Crucialmente, «no presenta lesiones en las palmas de las manos», lo que descarta que intentara frenar una caída accidental.

Móvil y herencia

El auto señala un posible móvil económico de carácter luctuoso. A mediados de 2024, Jonathan Andic tuvo conocimiento de que su padre tenía intención de modificar el testamento para crear una fundación benéfica.

Según el análisis de conversaciones de WhatsApp, fue «en ese momento que se produce un cambio notable» en el comportamiento del hijo, que buscó entonces la reconciliación con su progenitor. La fundación «no ha llegado a constituirse».

El deterioro de la relación entre padre e hijo tenía raíces en 2015, cuando Jonathan Andic fue apartado de la dirección de la empresa familiar y su padre retomó las riendas del negocio. El auto recoge queJonathan Andic llegó a «verbalizar en sus escritos sentir odio, rencor, ideas de muerte, y culpabilizar de su situación a su padre», y que llegó a plantear como salida «que la figura del padre deje de existir de pensamiento o en vida».

Contradicciones

Las contradicciones en las declaraciones de Jonathan Andichan sido determinantes.

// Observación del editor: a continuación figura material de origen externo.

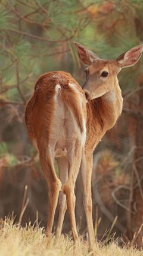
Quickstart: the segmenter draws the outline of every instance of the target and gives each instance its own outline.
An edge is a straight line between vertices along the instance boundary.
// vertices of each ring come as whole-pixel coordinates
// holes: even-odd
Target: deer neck
[[[94,101],[105,132],[114,125],[122,113],[123,98],[119,86]]]

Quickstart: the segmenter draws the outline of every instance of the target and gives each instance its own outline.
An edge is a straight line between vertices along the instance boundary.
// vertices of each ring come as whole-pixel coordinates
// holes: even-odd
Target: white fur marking
[[[81,103],[81,107],[82,107],[82,109],[83,109],[83,94],[82,94],[80,92],[80,91],[77,88],[76,85],[75,85],[74,83],[69,83],[69,86],[71,86],[76,91],[76,94],[77,94],[79,95],[79,101]],[[73,115],[72,110],[70,109],[70,111],[71,115],[72,115],[73,119],[73,122],[74,124],[76,130],[77,131],[77,132],[78,134],[78,137],[80,140],[81,140],[82,146],[84,146],[85,143],[85,140],[86,140],[86,124],[85,124],[85,120],[84,118],[83,113],[83,132],[82,132],[82,134],[81,134],[80,130],[79,127],[78,127],[78,125],[77,124],[76,120],[75,119],[75,118],[74,116],[74,115]]]
[[[34,146],[35,148],[36,149],[37,149],[38,151],[39,151],[39,149],[38,147],[37,140],[36,138],[34,138],[32,142],[32,144]]]

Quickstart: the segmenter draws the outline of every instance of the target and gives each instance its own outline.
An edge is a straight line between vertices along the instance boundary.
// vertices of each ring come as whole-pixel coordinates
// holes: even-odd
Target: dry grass
[[[71,237],[61,235],[58,240],[55,236],[45,237],[43,228],[26,225],[22,228],[14,225],[10,218],[0,223],[0,256],[63,256],[63,255],[132,256],[143,255],[135,248],[120,248],[111,241],[105,245],[100,242],[92,252],[88,252],[88,244],[82,237],[74,243]]]

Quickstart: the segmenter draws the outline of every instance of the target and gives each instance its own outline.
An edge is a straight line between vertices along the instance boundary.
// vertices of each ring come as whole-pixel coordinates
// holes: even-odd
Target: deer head
[[[122,68],[131,67],[140,59],[143,44],[135,46],[116,59],[100,59],[90,50],[74,43],[79,58],[86,68],[86,80],[82,89],[87,100],[100,97],[119,86],[117,75]]]

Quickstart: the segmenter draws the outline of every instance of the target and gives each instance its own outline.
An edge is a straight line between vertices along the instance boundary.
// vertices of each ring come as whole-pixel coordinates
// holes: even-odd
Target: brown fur
[[[95,242],[91,200],[92,153],[105,132],[114,125],[122,113],[123,98],[117,75],[122,68],[132,66],[139,60],[143,44],[129,50],[116,59],[108,60],[101,59],[81,44],[74,44],[82,62],[89,66],[86,69],[86,80],[82,88],[88,102],[86,140],[81,162],[81,177],[89,242],[92,246]],[[104,75],[105,72],[107,76]]]
[[[59,160],[59,176],[62,188],[56,235],[61,233],[64,215],[68,208],[73,237],[75,240],[77,237],[74,189],[81,161],[82,145],[85,140],[83,119],[86,119],[86,113],[84,92],[70,74],[63,71],[41,76],[36,83],[34,94],[26,106],[25,121],[28,134],[33,146],[39,150],[41,164],[49,188],[46,236],[51,233],[61,190],[61,182],[56,176],[54,166],[55,152],[60,149],[61,158]],[[56,123],[56,120],[58,120],[59,124]],[[76,127],[79,127],[80,137]],[[63,138],[64,149],[61,146]],[[65,153],[62,155],[66,150],[66,156]],[[66,195],[67,203],[64,194]]]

En su primera versión, del 14 de diciembre de 2024, afirmó que «vio un cuerpo rodando entre los matorrales».

En la segunda declaración, del 31 de diciembre, modificó detalles sobre el uso del móvil de su padre, extremo que el volcado del dispositivo desmiente: el teléfono estaba guardado en el bolsillo delantero del pantalón del fallecido en el momento de la caída y no había sido utilizado en el lugar de los hechos.

El auto acredita también que el vehículo Mercedes G63 del investigado fue localizado en las inmediaciones de Collbató los días 7, 8 y 10 de diciembre de 2024, contradiciendo su declaración de que había realizado ese recorrido «unos quince días antes».

Móvil robado

El 24 de marzo de 2025, coincidiendo con la noticia pública de la reapertura del caso, Jonathan Andic viajó a Quito (Ecuador) y regresó al día siguiente alegando que le habían robado allí su antiguo teléfono iPhone 14. Las gestiones policiales para verificar esa sustracción han dado «resultado negativo».

La defensa ha alegado arraigo suficiente en Barcelona, aportando certificado de empadronamiento, contrato de alquiler, certificado de matrimonio y documentación como autónomo. El letrado subrayó que su cliente ha comparecido en todas las citaciones desde diciembre de 2024 sin eludir la justicia en ningún momento.

El padre aceptó la excursión como gesto de reconciliación. Según la investigación, esa confianza fue el último paso de un plan minuciosamente preparado durante semanas.